Proof check: Concentration of maximum of a certain empirical process

56 Views Asked by At

Let $x_1,\ldots,x_n$ be iid uniformly distributed on the unit-sphere in $\mathbb R^d$ and let $y_1,\ldots,y_n$ be iid uniformly distributed on $\{\pm 1\}$, and independent of the $x_i$'s. Define $Z_n:=\sup_{u \in \mathbb R^d}\sum_{i=1}^n f_u(x_i,y_i)$, where the functions $f_u: \mathbb S_{d-1}\times \{\pm 1\} \to \mathbb R$ are defined by $f_u(x,y) := \dfrac{yx^\top u}{\|u\|}$.

Goals. I'm interested in tail-bounds for the $Z_n$. Ideally, I'd like to get high-probability upper-bound for $Z_n$, valid for at least large $n$ and $d$.

Note that for all $i \in [n]$ and $u \in \mathbb R^d$, we have following:

  • $\mathbb E[f_u(x_i,y_i)] = 0$
  • $\|f_u\|_\infty := \sup_{x \in \mathbb S_{d-1},\;y \in \{\pm 1\}} \dfrac{|yx^\top u|}{\|u\|} \le 1$
  • $\mbox{var}(f_u(x_i,y_i)) = \mathbb E_{y_i,x_i}\left[\dfrac{(x_i^\top u)^2}{\|u\|^2}\right] = 1/d=:\sigma^2$.
  • $\mathbb E[Z_n] = \mathbb E[\sup_{u \in \mathbb R^d} \sum_{i=1}^n y_i(x_i^\top u)/\|u\|] = \mathbb E[\sup_{u \in \mathbb S_{d-1}} \sum_{i=1}^n y_i x_i^\top u] = n\mathcal R_n(\mathcal H)$, i.e $n$ times the Rademarcher complexity of the class of linear $L_2$-bounded functions $\{\langle u,\cdot\rangle \mid u \in \mathbb S_{d-1}\}$ evalauted on the dataset $\{x_1,\ldots,x_n\}$. But it is a standard result that $\mathcal R_n(\mathcal H) \le (1/n)\sqrt{\sum_{i=1}^n \|x_i\|^2} = 1/\sqrt{n}$, and so $\mathbb E[Z_n] \le n/\sqrt{n}=\sqrt{n}$.

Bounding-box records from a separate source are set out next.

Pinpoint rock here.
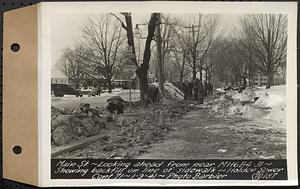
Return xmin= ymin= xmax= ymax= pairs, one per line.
xmin=218 ymin=149 xmax=227 ymax=153
xmin=51 ymin=115 xmax=71 ymax=131
xmin=103 ymin=143 xmax=115 ymax=151
xmin=52 ymin=125 xmax=75 ymax=146
xmin=81 ymin=119 xmax=93 ymax=131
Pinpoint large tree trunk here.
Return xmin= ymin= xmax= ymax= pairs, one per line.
xmin=106 ymin=78 xmax=112 ymax=93
xmin=119 ymin=13 xmax=158 ymax=104
xmin=193 ymin=68 xmax=197 ymax=83
xmin=266 ymin=72 xmax=274 ymax=89
xmin=136 ymin=13 xmax=158 ymax=105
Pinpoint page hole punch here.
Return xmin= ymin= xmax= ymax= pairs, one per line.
xmin=13 ymin=146 xmax=22 ymax=155
xmin=10 ymin=43 xmax=20 ymax=52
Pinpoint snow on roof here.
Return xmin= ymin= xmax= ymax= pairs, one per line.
xmin=51 ymin=69 xmax=67 ymax=78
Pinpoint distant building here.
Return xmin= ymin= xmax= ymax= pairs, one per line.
xmin=254 ymin=71 xmax=286 ymax=86
xmin=51 ymin=78 xmax=69 ymax=84
xmin=51 ymin=70 xmax=69 ymax=84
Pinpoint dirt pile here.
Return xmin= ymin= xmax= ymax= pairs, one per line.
xmin=53 ymin=99 xmax=193 ymax=159
xmin=51 ymin=107 xmax=106 ymax=146
xmin=209 ymin=87 xmax=256 ymax=118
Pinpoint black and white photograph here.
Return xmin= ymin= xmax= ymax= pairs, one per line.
xmin=41 ymin=2 xmax=297 ymax=186
xmin=51 ymin=12 xmax=288 ymax=159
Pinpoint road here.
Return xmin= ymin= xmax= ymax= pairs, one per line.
xmin=138 ymin=105 xmax=286 ymax=159
xmin=51 ymin=90 xmax=140 ymax=108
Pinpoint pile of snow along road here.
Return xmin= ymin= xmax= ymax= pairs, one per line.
xmin=210 ymin=86 xmax=286 ymax=126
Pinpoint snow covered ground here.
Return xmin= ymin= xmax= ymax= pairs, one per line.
xmin=212 ymin=85 xmax=286 ymax=128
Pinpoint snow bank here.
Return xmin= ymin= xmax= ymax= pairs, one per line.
xmin=210 ymin=86 xmax=286 ymax=127
xmin=164 ymin=83 xmax=184 ymax=100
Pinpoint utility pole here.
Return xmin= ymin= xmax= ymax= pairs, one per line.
xmin=156 ymin=13 xmax=165 ymax=95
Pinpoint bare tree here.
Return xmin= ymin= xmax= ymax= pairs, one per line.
xmin=112 ymin=13 xmax=158 ymax=105
xmin=239 ymin=14 xmax=287 ymax=88
xmin=187 ymin=14 xmax=218 ymax=82
xmin=82 ymin=14 xmax=124 ymax=92
xmin=58 ymin=46 xmax=85 ymax=88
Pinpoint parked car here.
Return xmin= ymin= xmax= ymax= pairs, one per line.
xmin=51 ymin=83 xmax=82 ymax=97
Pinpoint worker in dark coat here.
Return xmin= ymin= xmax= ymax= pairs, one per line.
xmin=106 ymin=96 xmax=124 ymax=120
xmin=198 ymin=81 xmax=205 ymax=104
xmin=194 ymin=79 xmax=200 ymax=100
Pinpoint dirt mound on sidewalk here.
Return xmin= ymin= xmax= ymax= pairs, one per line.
xmin=51 ymin=107 xmax=106 ymax=146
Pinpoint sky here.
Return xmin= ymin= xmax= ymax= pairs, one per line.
xmin=51 ymin=13 xmax=242 ymax=77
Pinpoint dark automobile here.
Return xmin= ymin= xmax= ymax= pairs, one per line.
xmin=51 ymin=83 xmax=82 ymax=97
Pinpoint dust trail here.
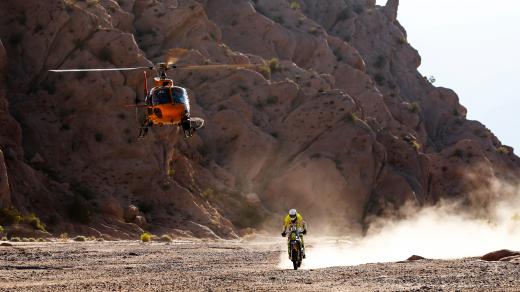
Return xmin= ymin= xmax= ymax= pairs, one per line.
xmin=278 ymin=182 xmax=520 ymax=269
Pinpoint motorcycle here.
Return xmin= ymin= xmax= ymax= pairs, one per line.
xmin=288 ymin=224 xmax=303 ymax=270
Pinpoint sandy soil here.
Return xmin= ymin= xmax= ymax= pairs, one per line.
xmin=0 ymin=239 xmax=520 ymax=291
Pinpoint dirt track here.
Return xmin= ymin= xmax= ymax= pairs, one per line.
xmin=0 ymin=241 xmax=520 ymax=291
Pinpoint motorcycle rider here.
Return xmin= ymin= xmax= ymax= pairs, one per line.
xmin=282 ymin=209 xmax=307 ymax=258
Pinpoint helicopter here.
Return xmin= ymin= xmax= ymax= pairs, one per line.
xmin=49 ymin=48 xmax=259 ymax=139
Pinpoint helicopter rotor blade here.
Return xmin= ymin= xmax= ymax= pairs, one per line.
xmin=49 ymin=66 xmax=153 ymax=73
xmin=175 ymin=64 xmax=262 ymax=70
xmin=166 ymin=48 xmax=189 ymax=66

Define $\nu := 2\mathbb E[Z_n] + n\sigma^2 = 2\mathbb E[Z_n] + n/d$. Then, by Bousquet's inequality (see Theorem 2.1, for example), we have $$ \mathbb P(Z_n \le \mathbb E[Z_n] + \sqrt{2\nu t} + t/3) \ge 1 - e^{-t}, $$

and so, invoking $\mathbb E[Z_n] \le \sqrt{n}$ and taking $t = \Omega(\sqrt{n} \land d)$, we get

$$ \mathbb P(Z_n = \mathcal O(\sqrt{n})) \ge 1-e^{-\Omega(\sqrt{n} \land d)}. $$

Question. Is my reasoning correct, or else where have I made an error ?

Thanks in advance.